Question about multiprocessing large array using ray.remote

Hi all,

I am looking for an efficient way to multiprocess a large array, which only needs to be read-only for each thread. I found this solution using ray: python - python3 multiprocess shared numpy array(read-only) - Stack Overflow

However, when I try this method out, the data in the worker_func remains an ObjectRef and throws errors when I try to process it. Here is a minimal example of what I hope to get work

import ray
import ray.util.multiprocessing as mp
import torch

@ray.remote
def f(args_):
    idx, A_= args_
    return A_[idx]
    

    
ray.init()
A = torch.rand(5, 5)
A_ = ray.put(A)

with mp.Pool() as p:
    args_ = zip(range(5), [A_] *5)
    results = p.map(f.remote, args_)
    print(results = ray.get(results))

TypeError: 'ray._raylet.ObjectRef' object is not subscriptable

Very new to ray, any pointers are appreciated, thanks!

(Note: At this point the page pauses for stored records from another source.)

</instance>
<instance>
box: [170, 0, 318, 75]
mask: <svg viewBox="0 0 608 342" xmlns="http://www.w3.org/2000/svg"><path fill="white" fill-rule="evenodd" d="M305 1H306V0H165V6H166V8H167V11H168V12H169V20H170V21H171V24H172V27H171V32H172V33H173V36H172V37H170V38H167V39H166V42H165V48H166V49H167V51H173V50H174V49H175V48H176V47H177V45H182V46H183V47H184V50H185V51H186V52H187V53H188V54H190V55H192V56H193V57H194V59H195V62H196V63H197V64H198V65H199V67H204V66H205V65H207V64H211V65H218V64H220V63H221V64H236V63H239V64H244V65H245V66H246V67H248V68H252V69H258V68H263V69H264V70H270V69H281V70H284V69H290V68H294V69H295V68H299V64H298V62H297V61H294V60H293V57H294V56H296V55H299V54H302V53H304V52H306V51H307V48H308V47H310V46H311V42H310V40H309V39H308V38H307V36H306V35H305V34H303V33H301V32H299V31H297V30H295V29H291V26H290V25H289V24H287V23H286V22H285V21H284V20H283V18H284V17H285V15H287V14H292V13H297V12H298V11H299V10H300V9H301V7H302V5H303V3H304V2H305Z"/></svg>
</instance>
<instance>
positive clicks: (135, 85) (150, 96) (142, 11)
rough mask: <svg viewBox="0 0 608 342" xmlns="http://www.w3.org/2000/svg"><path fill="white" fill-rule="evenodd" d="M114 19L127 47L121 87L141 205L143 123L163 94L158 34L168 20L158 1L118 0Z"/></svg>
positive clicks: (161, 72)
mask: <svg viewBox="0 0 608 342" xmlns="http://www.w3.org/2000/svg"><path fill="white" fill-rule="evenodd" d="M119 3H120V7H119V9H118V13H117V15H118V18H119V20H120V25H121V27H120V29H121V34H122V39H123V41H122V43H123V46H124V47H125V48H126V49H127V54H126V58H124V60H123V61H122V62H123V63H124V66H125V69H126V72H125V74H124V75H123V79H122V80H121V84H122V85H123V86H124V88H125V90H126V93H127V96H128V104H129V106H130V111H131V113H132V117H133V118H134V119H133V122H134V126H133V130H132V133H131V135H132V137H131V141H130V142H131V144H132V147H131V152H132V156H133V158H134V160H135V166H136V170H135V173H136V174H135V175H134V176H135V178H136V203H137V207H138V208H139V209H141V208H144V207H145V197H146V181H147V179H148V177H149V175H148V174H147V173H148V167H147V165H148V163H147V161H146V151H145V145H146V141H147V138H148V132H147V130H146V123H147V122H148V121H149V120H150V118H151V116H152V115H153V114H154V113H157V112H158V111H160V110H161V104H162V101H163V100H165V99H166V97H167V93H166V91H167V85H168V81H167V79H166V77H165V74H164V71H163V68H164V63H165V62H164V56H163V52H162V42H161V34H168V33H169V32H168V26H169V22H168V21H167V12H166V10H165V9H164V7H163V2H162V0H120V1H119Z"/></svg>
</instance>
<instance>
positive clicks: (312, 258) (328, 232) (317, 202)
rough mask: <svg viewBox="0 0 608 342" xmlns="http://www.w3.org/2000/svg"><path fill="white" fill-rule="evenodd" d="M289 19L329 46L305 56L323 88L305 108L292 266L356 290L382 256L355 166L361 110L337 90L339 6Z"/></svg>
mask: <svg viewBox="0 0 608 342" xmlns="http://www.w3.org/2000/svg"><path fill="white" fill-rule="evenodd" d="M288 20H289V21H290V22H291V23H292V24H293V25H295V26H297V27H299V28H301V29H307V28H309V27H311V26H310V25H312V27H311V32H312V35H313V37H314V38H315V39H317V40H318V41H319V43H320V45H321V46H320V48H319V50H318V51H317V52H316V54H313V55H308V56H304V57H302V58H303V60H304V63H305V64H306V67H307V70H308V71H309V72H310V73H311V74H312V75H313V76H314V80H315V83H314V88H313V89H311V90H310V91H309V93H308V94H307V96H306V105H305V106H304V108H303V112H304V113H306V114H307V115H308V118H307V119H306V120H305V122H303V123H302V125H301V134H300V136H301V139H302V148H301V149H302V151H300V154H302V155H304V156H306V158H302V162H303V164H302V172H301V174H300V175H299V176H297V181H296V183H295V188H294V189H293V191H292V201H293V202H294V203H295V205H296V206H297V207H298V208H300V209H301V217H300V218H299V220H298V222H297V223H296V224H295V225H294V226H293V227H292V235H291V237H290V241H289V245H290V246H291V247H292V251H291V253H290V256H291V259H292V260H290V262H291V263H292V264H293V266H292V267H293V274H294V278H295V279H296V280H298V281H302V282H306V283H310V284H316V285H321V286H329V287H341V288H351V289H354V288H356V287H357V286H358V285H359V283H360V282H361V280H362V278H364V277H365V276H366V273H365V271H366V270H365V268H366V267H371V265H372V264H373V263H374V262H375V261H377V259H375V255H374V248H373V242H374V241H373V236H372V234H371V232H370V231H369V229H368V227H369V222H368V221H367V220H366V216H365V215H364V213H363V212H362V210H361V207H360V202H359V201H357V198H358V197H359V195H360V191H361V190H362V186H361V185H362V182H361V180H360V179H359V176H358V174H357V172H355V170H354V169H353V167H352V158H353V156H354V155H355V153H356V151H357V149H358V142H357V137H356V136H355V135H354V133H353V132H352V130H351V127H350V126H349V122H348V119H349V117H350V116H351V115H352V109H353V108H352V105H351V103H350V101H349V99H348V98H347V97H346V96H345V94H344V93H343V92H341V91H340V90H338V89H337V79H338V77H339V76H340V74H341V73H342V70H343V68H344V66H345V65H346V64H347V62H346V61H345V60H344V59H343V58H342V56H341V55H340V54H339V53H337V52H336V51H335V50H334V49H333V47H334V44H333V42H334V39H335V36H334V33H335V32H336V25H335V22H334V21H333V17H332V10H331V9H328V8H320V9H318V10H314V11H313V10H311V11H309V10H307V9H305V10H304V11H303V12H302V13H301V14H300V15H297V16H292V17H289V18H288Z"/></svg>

Hey @Qian_Huang, that error means that A_ is an ObjectRef. This happens because Ray will not dereference refs automatically unless they are passed as top-level arguments. But you can de-reference it by using ray.get(A_):

import ray
import ray.util.multiprocessing as mp
import torch

@ray.remote
def f(args_):
    idx, A_= args_
    A_ = ray.get(A_)   # <---- added ray.get()
    return A_[idx]
    

A = torch.rand(5, 5)
A_ = ray.put(A)

with mp.Pool() as p:
    args_ = zip(range(5), [A_] *5)
    results = p.map(f.remote, args_)
    print(ray.get(results))

You can read more about Ray objects here: Objects — Ray 1.12.0

Hi @ericl Thanks for helping!

Another thing I am trying to figure out is how to use tqdm with this to show progress? For normal pool I can use imap, but seems imap behaves differently in ray: ray seems just sends the entire args_ to f

import ray
import ray.util.multiprocessing as mp
import torch
from tqdm import tqdm
import ray
import ray.util.multiprocessing as mp
import torch
import time

def f(args):
    idx, A_ = args
    time.sleep(idx)
    return ray.get(A_)[idx]
    

    
ray.init()
A = torch.rand(5, 5)
A_ = ray.put(A)

pool = mp.Pool()
args_ = zip(range(5), [A_] *5)


for result in tqdm(pool.imap(f, args_), total=5):
    print(result)
too many values to unpack (expected 2)

Thanks!

Huh, that’s a strange. Possibly a bug in ray.multiprocessing (cc @eoakes ). As a workaround, you could avoid passing A_ as an arg and closure capture it as a global variable:

from tqdm import tqdm
import ray
import ray.util.multiprocessing as mp
import torch
import time

    
ray.init()
A = torch.rand(5, 5)
A_ = ray.put(A)

def f(idx):
    time.sleep(idx)
    return ray.get(A_)[idx]

pool = mp.Pool()
args_ = range(5)

for result in tqdm(pool.imap(f, args_), total=5):
    print(result)

Thanks for the quick response!

Yeah but I happen to need to pass in a lot of other arguments lol I think this is probably related to [util.multiprocessing] Support generators · Issue #9712 · ray-project/ray · GitHub. As a workaround, I just converted the zip to a list first and that seems to work well.